Although there are many stories behind different alcohol brands, it’s the romantic ones that are the most satisfying. Sure, no matter how good the story, it will never affect the taste but when you get that mix of narrative and flavour, then it has to become a favourite.
And that combination can be found in Disaronno, a liqueur that boasts to be the first amaretto, and provides an origin story that encompasses art, beauty and secrets.
As the story goes, the year was 1525 and the artist Bernardino Luini, a former pupil of Leonardo da Vinci, was commissioned by the Basilica of Santa Maria delle Grazie in northern Italy, to paint. a fresco of the madonna.
Like any good painter, Luini needed a muse,so he hired a young widow, an innkeeper. They soon fell in love and as a token of her love, she made him a batch of liqueur made from apricot pits steeped in brandy. Her name is lost to history, but her likeness and her amaretto recipe live on.
But it wasn’t until 1600 that Giovanni Reina (who had worked for the Lazzaroni amaretto cookie business). rediscovered the innkeeper’s old recipe. This supposedly became the recipe handed down the generations to eventually become Amaretto di Saronno Originale.

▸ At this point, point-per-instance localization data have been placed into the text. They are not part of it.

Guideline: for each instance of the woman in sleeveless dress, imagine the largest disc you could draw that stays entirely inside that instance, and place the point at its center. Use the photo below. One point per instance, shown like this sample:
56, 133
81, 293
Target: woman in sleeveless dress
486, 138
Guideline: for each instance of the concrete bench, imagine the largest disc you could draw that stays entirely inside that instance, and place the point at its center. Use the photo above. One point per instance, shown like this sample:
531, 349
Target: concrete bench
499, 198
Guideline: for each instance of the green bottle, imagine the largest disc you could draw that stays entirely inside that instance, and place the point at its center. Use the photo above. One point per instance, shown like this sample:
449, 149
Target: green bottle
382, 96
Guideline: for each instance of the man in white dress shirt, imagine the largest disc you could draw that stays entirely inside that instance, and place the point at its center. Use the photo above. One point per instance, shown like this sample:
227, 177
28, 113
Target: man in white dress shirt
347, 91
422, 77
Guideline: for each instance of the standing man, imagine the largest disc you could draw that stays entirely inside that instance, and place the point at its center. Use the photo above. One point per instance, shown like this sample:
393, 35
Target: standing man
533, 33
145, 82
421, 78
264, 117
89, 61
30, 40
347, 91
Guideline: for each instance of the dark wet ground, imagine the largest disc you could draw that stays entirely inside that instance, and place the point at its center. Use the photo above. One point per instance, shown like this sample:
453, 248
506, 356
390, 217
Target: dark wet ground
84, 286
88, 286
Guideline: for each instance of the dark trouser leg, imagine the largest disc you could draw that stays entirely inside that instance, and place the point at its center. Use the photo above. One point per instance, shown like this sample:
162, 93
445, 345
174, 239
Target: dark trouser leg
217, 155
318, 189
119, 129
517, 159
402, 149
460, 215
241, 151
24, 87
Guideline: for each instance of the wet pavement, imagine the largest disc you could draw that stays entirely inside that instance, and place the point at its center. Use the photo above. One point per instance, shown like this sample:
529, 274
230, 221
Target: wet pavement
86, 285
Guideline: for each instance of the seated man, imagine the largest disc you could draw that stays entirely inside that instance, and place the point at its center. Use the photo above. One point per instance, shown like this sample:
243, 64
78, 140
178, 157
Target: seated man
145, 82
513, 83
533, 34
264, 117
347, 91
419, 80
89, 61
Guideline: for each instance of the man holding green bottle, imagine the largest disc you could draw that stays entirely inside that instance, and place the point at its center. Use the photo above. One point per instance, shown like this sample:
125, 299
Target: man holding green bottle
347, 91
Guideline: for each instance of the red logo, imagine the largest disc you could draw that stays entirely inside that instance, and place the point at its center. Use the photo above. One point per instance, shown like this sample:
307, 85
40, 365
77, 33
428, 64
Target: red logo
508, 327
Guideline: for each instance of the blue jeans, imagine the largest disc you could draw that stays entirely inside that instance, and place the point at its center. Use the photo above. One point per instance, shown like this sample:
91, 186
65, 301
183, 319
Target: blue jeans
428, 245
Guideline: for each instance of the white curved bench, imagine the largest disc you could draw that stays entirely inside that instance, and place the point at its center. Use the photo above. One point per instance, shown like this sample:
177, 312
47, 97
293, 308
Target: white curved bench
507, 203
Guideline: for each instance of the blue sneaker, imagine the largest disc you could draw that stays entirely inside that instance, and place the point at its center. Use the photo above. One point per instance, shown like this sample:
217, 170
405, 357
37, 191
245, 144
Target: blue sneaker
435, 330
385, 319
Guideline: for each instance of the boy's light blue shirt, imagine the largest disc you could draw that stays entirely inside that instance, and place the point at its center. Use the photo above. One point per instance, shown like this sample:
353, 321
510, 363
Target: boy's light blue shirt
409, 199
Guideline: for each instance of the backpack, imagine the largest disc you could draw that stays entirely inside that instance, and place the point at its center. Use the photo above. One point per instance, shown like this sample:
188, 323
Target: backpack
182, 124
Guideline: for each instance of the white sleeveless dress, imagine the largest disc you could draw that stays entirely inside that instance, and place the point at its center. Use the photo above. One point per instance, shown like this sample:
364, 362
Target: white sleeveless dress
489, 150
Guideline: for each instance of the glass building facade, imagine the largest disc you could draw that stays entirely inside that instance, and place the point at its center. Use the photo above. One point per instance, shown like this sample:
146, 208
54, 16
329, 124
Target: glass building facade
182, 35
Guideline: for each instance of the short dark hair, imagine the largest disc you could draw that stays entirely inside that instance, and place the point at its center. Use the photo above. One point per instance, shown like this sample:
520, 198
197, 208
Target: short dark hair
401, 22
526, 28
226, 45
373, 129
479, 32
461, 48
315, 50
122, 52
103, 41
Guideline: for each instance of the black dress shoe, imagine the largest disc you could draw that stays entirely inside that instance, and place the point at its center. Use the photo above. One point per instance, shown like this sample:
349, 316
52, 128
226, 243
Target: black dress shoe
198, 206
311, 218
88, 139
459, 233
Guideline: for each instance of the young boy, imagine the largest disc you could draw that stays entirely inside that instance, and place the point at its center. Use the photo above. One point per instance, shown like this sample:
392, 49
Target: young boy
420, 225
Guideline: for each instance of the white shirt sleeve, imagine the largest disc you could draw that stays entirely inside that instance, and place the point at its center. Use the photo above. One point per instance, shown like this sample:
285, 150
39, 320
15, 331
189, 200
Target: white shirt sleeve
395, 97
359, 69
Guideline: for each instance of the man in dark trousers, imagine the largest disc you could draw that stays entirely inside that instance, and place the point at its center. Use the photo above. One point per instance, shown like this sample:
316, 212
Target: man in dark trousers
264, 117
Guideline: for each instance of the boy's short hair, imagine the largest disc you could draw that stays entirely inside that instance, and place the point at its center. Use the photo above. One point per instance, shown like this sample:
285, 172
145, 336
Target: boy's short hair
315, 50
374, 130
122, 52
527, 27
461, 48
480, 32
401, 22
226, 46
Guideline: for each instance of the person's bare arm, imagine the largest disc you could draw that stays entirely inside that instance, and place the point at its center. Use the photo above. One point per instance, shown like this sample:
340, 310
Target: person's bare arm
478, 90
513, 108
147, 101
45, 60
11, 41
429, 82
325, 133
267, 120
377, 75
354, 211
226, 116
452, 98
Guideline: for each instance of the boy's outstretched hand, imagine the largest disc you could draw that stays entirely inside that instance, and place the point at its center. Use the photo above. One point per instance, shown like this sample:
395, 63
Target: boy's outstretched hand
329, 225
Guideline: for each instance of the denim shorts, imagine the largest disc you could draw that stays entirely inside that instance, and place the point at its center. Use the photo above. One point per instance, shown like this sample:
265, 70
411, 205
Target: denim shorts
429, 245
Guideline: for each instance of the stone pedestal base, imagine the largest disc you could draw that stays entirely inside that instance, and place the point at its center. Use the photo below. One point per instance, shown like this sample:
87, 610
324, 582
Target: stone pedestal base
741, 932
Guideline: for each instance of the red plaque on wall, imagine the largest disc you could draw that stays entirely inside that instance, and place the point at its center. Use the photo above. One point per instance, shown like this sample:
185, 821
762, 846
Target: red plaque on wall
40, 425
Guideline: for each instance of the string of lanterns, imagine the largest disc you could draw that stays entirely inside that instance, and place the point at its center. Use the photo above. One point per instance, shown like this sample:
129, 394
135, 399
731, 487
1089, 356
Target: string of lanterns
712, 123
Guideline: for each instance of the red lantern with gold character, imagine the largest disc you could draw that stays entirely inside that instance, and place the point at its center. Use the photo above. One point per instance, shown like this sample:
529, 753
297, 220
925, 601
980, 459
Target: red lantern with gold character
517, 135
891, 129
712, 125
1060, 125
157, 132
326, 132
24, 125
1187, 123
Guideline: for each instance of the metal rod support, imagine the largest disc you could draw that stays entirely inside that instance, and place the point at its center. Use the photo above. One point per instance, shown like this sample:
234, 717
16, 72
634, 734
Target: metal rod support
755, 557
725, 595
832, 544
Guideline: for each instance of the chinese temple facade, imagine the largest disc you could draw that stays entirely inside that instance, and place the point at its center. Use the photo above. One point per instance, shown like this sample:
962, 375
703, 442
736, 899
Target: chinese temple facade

The liquid was finally commercialised in the early 1900s. The name was later shortened to Amaretto Disaronno. In 2001, the company changed its name yet again to Disaronno Originale. (It is worth noting that Lazzaroni family claim that they created amaretto, in 1851).
Where Disaronno’s “secret formula” contains apricot kernel oil with “absolute alcohol, burnt sugar, and the pure essence of seventeen selected herbs and fruits” (i.e., no almonds), Lazzaroni’s version contains Amaretti di Saronno (almond cookies) infused in alcohol.
Origin stories aside, Disaranno has had great popularity as a dessert drink but it also works as a great mixer. Many people have been known to add it to their coffee.